Fascinating new approach to startups: http://goo.gl/p3yjk

What's really interesting is that the actual business model uses Machine
Learning: develop a hypothesis (for a business) and test it using
traditional ML method.  The particular startup uses AI & ML to build
robotic "weed killers" w/o chemicals.  One of our Stanford ML lessons was
to analyse images with "sliding windows" for feature recognition, exactly
the weed vs plant logistic regression problem discussed in the article.

Quote: The start-up here points to the latest stage of evolution in Silicon
Valley, the world’s epicenter of innovation. Over the years, the region has
shown an unmatched economic dexterity in jumping from one industry of
opportunity to another, from military electronics to silicon wafers to
personal computers to the Internet.

But the business of the Valley today is less about focusing on a particular
industry than it is about a continuous process of innovation with
technology, across a widening swath of fields. The trend reflects the
steady march of that most protean of technologies — computing — as it makes
further inroads into every scientific discipline and industry. Clean
technology, bioengineering, medical diagnostics, preventive health care,
transportation and even agriculture are part of the mix these days for the
Valley’s technologists and entrepreneurs.

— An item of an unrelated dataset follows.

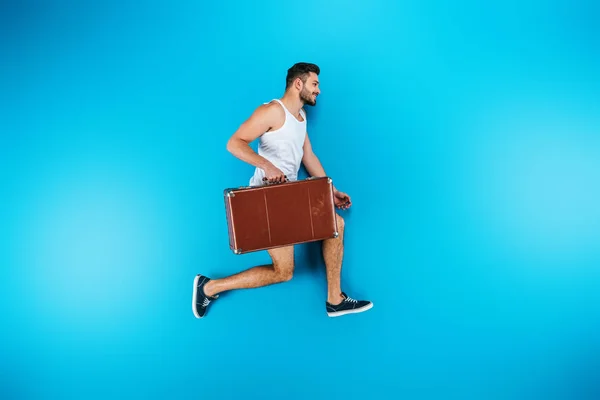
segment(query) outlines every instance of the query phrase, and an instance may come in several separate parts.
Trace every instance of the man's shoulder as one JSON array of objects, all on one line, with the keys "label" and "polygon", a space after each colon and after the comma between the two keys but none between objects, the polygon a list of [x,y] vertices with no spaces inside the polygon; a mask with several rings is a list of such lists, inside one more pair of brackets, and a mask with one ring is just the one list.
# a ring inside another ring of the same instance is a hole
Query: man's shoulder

The pace of discovery has quickened, not only for technologies but also for
the process of finding out what companies will succeed.

 “What’s different in the Valley is that we’ve found a quasi-scientific
method for reinventing businesses and industries, not just products,” said
Randy Komisar, a partner in a leading venture capital firm, Kleiner Perkins
Caufield & Byers, and a lecturer on entrepreneurship at Stanford
University. “The approach is much more systematic than it was several years
ago.”

The newer model for starting businesses relies on hypothesis, experiment
and testing in the marketplace, from the day a company is founded. That is
a sharp break with the traditional approach of drawing up a business plan,
setting financial targets, building a finished product and then rolling out
the business and hoping to succeed. It was time-consuming and costly.